Grace crossed the hall to her own room. Anne was rearranging her hair preparatory to going down to dinner.

"I think I'll do my hair over again," decided Grace. "That run across the campus shook most of my hairpins loose. It will be at least ten minutes before the bell rings, so I shall have plenty of time." But her hair proved refractory and the clang of the dinner bell found her tucking in a last unruly lock. "I'm going on downstairs, Grace," called Anne from the doorway.

"All right," answered Grace. As she passed Elfreda's room she heard her name uttered in a sibilant whisper. Wheeling at the sound, Grace stepped to the stout girl's door. Elfreda drew her in and, closing the door, said nervously: "What do you suppose has happened? I waited and waited for the An—Miss Atkins and she didn't appear, so I went down to her room and found the door closed. I knocked at least a dozen times, until my knuckles ached, but not a sound came from within. Then I came back to my room and waited. She hasn't materialized yet. I went down to her door just now and knocked again, but, nothing doing." In her agitation Elfreda dropped into slang.
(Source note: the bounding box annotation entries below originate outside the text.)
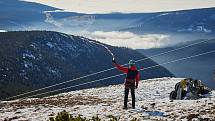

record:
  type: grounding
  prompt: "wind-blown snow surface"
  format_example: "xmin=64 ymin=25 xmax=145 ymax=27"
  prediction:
xmin=0 ymin=78 xmax=215 ymax=121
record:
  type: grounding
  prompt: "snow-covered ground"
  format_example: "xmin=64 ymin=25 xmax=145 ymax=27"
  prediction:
xmin=0 ymin=78 xmax=215 ymax=121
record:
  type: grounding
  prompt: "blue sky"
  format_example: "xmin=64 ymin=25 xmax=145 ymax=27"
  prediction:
xmin=25 ymin=0 xmax=215 ymax=13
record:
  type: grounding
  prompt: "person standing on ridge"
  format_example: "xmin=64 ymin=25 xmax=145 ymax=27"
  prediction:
xmin=112 ymin=59 xmax=140 ymax=109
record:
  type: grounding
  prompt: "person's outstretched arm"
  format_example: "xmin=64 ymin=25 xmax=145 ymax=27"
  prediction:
xmin=112 ymin=60 xmax=128 ymax=73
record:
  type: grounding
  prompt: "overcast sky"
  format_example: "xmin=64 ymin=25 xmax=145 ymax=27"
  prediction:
xmin=25 ymin=0 xmax=215 ymax=13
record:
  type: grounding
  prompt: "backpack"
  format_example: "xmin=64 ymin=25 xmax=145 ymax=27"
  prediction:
xmin=126 ymin=69 xmax=138 ymax=80
xmin=125 ymin=69 xmax=138 ymax=86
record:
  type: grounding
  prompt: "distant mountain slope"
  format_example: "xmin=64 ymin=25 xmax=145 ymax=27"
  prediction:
xmin=0 ymin=78 xmax=215 ymax=121
xmin=138 ymin=39 xmax=215 ymax=88
xmin=0 ymin=31 xmax=173 ymax=98
xmin=0 ymin=0 xmax=215 ymax=36
xmin=120 ymin=8 xmax=215 ymax=33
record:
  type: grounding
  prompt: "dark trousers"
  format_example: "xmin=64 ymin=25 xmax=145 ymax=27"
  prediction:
xmin=124 ymin=87 xmax=135 ymax=108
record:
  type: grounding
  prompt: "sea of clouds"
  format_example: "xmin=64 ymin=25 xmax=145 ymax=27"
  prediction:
xmin=82 ymin=31 xmax=174 ymax=49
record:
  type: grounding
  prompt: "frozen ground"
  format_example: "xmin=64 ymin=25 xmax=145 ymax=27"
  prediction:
xmin=0 ymin=78 xmax=215 ymax=121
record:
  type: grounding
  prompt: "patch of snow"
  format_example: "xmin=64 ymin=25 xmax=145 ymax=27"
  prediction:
xmin=22 ymin=53 xmax=36 ymax=59
xmin=0 ymin=78 xmax=215 ymax=121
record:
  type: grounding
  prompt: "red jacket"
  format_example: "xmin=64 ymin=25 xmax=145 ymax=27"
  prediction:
xmin=114 ymin=64 xmax=140 ymax=87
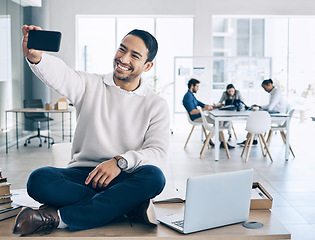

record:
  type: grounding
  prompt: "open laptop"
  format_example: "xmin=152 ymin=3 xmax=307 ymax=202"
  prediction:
xmin=158 ymin=169 xmax=254 ymax=234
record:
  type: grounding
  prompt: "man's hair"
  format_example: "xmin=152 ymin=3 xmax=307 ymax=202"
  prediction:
xmin=226 ymin=84 xmax=235 ymax=90
xmin=261 ymin=79 xmax=273 ymax=85
xmin=188 ymin=78 xmax=200 ymax=89
xmin=124 ymin=29 xmax=158 ymax=62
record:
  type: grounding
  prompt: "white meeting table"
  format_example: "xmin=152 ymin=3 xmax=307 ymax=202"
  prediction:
xmin=208 ymin=109 xmax=291 ymax=161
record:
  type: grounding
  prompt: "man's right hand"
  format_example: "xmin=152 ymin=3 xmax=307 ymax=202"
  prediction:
xmin=22 ymin=25 xmax=43 ymax=64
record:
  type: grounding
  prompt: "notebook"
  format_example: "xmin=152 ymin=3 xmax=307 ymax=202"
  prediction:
xmin=158 ymin=169 xmax=254 ymax=234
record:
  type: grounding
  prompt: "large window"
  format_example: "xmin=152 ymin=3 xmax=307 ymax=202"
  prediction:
xmin=77 ymin=16 xmax=194 ymax=113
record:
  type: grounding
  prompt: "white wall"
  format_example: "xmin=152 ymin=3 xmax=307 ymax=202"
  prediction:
xmin=43 ymin=0 xmax=315 ymax=100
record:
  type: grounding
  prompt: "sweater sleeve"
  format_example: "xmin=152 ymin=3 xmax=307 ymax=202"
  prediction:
xmin=27 ymin=53 xmax=85 ymax=104
xmin=121 ymin=100 xmax=170 ymax=172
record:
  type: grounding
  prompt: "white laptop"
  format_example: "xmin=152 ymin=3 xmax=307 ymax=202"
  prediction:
xmin=158 ymin=169 xmax=254 ymax=234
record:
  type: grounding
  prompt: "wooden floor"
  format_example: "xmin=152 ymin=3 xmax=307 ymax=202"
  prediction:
xmin=0 ymin=116 xmax=315 ymax=240
xmin=0 ymin=204 xmax=291 ymax=240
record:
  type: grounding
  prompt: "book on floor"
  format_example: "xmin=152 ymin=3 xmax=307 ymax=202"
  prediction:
xmin=0 ymin=202 xmax=12 ymax=210
xmin=0 ymin=182 xmax=11 ymax=196
xmin=0 ymin=194 xmax=12 ymax=204
xmin=0 ymin=203 xmax=22 ymax=220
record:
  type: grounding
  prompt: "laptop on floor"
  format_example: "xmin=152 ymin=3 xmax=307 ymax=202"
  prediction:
xmin=158 ymin=169 xmax=254 ymax=234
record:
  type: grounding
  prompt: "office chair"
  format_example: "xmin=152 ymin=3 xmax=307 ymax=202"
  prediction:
xmin=197 ymin=107 xmax=230 ymax=159
xmin=184 ymin=111 xmax=207 ymax=149
xmin=24 ymin=99 xmax=54 ymax=147
xmin=241 ymin=111 xmax=273 ymax=162
xmin=264 ymin=109 xmax=295 ymax=157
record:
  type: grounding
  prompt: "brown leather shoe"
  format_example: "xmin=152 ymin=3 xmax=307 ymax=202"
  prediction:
xmin=127 ymin=200 xmax=157 ymax=226
xmin=13 ymin=207 xmax=59 ymax=235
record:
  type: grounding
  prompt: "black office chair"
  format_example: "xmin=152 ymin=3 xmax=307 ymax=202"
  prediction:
xmin=24 ymin=99 xmax=54 ymax=147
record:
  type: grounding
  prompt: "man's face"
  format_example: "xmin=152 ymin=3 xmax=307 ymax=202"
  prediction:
xmin=226 ymin=88 xmax=235 ymax=96
xmin=262 ymin=83 xmax=273 ymax=93
xmin=114 ymin=35 xmax=153 ymax=82
xmin=192 ymin=83 xmax=199 ymax=93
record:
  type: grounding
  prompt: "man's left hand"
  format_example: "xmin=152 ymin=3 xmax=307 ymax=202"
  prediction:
xmin=85 ymin=158 xmax=121 ymax=188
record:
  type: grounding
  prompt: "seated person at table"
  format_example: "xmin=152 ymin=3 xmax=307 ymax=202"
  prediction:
xmin=238 ymin=79 xmax=286 ymax=145
xmin=183 ymin=78 xmax=234 ymax=148
xmin=214 ymin=84 xmax=243 ymax=108
xmin=213 ymin=84 xmax=243 ymax=141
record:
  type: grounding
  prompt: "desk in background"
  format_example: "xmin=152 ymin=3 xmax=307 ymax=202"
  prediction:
xmin=5 ymin=108 xmax=72 ymax=153
xmin=208 ymin=109 xmax=291 ymax=161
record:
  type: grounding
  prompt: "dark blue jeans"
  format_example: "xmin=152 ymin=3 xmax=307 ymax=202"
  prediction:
xmin=27 ymin=165 xmax=165 ymax=231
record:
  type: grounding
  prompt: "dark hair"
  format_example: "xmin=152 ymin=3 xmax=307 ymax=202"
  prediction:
xmin=226 ymin=84 xmax=235 ymax=90
xmin=188 ymin=78 xmax=200 ymax=89
xmin=261 ymin=79 xmax=273 ymax=85
xmin=124 ymin=29 xmax=158 ymax=62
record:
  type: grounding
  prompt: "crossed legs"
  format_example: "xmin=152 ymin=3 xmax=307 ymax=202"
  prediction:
xmin=27 ymin=165 xmax=165 ymax=230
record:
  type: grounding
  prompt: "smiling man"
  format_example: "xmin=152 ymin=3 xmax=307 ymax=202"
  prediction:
xmin=13 ymin=25 xmax=169 ymax=235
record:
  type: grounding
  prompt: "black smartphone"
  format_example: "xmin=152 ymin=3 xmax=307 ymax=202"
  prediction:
xmin=27 ymin=30 xmax=61 ymax=52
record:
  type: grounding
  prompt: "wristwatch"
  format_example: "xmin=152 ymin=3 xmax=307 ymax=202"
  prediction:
xmin=114 ymin=156 xmax=128 ymax=171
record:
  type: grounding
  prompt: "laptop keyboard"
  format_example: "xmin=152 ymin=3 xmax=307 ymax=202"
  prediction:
xmin=172 ymin=220 xmax=184 ymax=228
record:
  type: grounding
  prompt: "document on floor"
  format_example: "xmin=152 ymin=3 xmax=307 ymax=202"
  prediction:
xmin=251 ymin=187 xmax=268 ymax=199
xmin=153 ymin=187 xmax=185 ymax=203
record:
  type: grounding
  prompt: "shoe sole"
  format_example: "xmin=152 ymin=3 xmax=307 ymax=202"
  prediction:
xmin=146 ymin=199 xmax=158 ymax=226
xmin=12 ymin=207 xmax=32 ymax=234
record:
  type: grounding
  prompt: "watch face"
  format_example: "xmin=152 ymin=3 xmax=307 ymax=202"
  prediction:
xmin=117 ymin=158 xmax=128 ymax=169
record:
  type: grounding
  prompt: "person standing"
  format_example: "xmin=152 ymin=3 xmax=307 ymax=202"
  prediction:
xmin=13 ymin=25 xmax=170 ymax=235
xmin=261 ymin=79 xmax=286 ymax=113
xmin=214 ymin=84 xmax=243 ymax=108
"That is strange," agreed Grace. "Do you suppose she has been taken suddenly ill?"

"Search me," declared Elfreda wearily. "She ought to be called the Riddle. She is past solution, isn't she? I'm hungry, and if she doesn't appear within the next five minutes I'm going to put on my old brown serge dress and go down to dinner. I'm not used to being invited out to dine and then deserted before I've even had a chance to look at the bill of fare."

"Never mind," comforted Grace. "I'll ask you to dinner at Martell's next week and won't desert you either. Wait a minute. I will go down to the dining room and see if by any chance she could be there. Then I'll come upstairs and let you know. If she isn't there you had better change your gown and go downstairs with me."

"She isn't there," reported Grace, five minutes later. "Miss Taylor is, but her roommate is missing."

"'Parted at the altar,'" quoted Elfreda dramatically. "Will you please unhook me?"

For the second time that night Grace busied herself with the troublesome hooks and eyes. Elfreda jerked off the new gown. Her temper was rising. "This is what comes of cultivating freaks," she muttered, lapsing into her old rudeness. "I might have known she'd do something. Catch me on any more reform committees!"

"The way of the reformer is hard," soothed Grace, as she picked up the gown Elfreda had thrown in a heap on the floor, and folding it, laid it across the foot of the stout girl's couch.

Elfreda, who was reaching into the closet for her brown serge dress, wheeled about, regarding Grace solemnly. "Too hard for me," she declared. "Hereafter, the Anarchist can attend to her own reformation. The Briggs Helping Hand Society has disbanded."